The finding is not surprising, added Cook, who led the study as a doctoral candidate at Harvard T.H. Chan School of Public Health in Boston. She noted that other research also has shown that HPV vaccination does not lead to higher rates of sexually transmitted diseases (STDs) in teens.
The new finding stems from an analysis of 15 years’ worth of teen surveys. The polls plumbed the sexual histories of nearly 887,000 U.S. high school students at a time when many states were enacting laws that urge parents to immunize kids against HPV. The virus, which can cause cancers such as cervical cancer, is spread through sexual contact.
The U.S. Centers for Disease Control and Prevention recommends all kids get immunized between the ages of 11 and 12. But Cook’s team noted that HPV vaccine rates remain relatively low—less than 50 percent among girls and 38 percent among boys.
Why?

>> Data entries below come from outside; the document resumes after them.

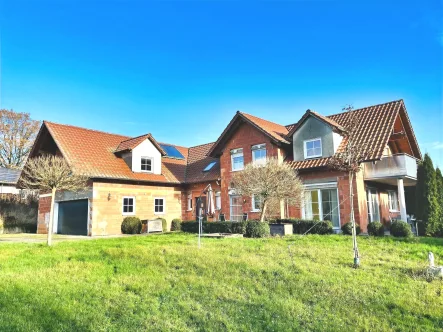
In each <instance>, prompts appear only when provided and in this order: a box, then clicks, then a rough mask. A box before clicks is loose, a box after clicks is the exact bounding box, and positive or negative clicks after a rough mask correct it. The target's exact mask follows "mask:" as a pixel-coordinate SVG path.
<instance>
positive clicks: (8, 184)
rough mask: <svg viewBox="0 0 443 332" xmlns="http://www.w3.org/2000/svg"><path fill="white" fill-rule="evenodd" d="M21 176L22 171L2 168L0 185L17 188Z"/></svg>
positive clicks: (0, 170)
mask: <svg viewBox="0 0 443 332" xmlns="http://www.w3.org/2000/svg"><path fill="white" fill-rule="evenodd" d="M20 174H21V171H20V170H17V169H11V168H5V167H0V183H1V184H8V185H13V186H15V185H16V184H17V182H18V179H19V178H20Z"/></svg>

For some families, cost is a barrier; others lack access. The difficulty of completing a series of several shots, and safety concerns are also barriers. But the big reason more kids don’t get the shot, experts say, is parents’ fear that doing so may give their teens license to engage in risky sex.
That reluctance led 24 states to pass laws to encourage parents and caregivers to get kids vaccinated. Some of those states now require proof of immunization in order to enroll in school.
Dr. Diane Harper is physician director of community outreach and engagement at the University of Michigan Comprehensive Cancer Center. She said, “For those few parents that are worried about the sexual disinhibition issue, this study should be reassuring.”
Cook’s team looked at data drawn between 2001 and 2015 from a state-by-state survey of 9th- through 12th-graders. During that time, HPV vaccine laws were passed in 16 states.
The surveys found that 224,000 of the teens—25 percent—reported having had sex in the preceding three months. About 97 percent of them said they had used condoms during their last sexual encounter.
But researchers found no evidence that state passage of an HPV law affected the likelihood of risky teen sex.
Lead author Cook stressed that the investigation focused on the impact of HPV laws on teen sex, and not on actual vaccination patterns.
She and her colleagues published their findings in the Aug. 13 online issue of Pediatrics.
Gregory Zimet, co-director of the IUPUI Center for HPV Research at Indiana University, reviewed the study findings.
He called the vaccine a safe and effective way to prevent serious disease. HPV is a cause of a whole host of cancers, including cervical, vaginal, vulvar, anal, penile, and head and neck cancers.
“HPV is very easily transmitted by intimate contact, not requiring intercourse,” Zimet said. And that means “HPV infection is incredibly common, affecting the vast majority of individuals at some point during their lifetimes.”
The vaccine, meanwhile, is “extraordinarily effective” against the types of HPV it is designed to prevent, he said, and protection lasts at least 10 to 12 years—and probably much longer.
“HPV vaccination, quite simply, is cancer prevention,” Zimet said.
Harper said the current study underscores what other investigations have confirmed again and again: “Having healthy options available does not lead to an increase in promiscuity.”